DAVAO PENAL COLONY, OR DAPECOL as it was called, was a maximum security prison established by the Philippine government for habitual and incorrigible prisoners. Its location—still marked “Unexplored” on a 1940 map—was in the middle of a rain forest barely north of the equator. But to the prisoners from Cabanatuan, it seemed the answer to so many prayers. It had acres of rice fields, and crops of coffee, papaya, and mung beans. It also boasted pig and chicken farms, a lumber mill, carpentry shop, hospital, and chapel. Though rough and unpainted, the tin-roofed barracks were water tight, alone a substantial improvement over Cabanatuan. The prisoners felt the promise of survival.
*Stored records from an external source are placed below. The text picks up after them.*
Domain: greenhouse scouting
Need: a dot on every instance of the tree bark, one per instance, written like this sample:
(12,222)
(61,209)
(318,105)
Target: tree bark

After inspecting the new arrivals, however, DAPECOL’s camp commander, Major Kazuo Maeda, complained angrily to the assembled group that they resembled walking corpses. He had been told, he said, that he was being sent the strongest of the POWs for his mission of running the farm to supply food to Japanese soldiers in the Philippines.
Nonetheless he proceeded to deliver the following speech, with his ls replaced mostly with rs—the prisoners’ scant and only source of humor for the day: “You have had soft, easy life since your capture. All that will be different here. You will learn about hard labor. Every prisoner will work unless he is in hospital. Punishment for malingering will be severe.”
14
AND THEN THERE WAS ONE: USS ENTERPRISE VERSUS JAPAN
IN MID-OCTOBER 1942, THE USS Enterprise was again poised to move out of Pearl Harbor’s narrow channel, bound for the South Pacific. The ship had been in drydock for two months, undergoing repairs from three bomb hits she’d received in August at the Eastern Solomons battle. One hit alone had killed thirty-eight men in the gun gallery on the carrier’s aft starboard side.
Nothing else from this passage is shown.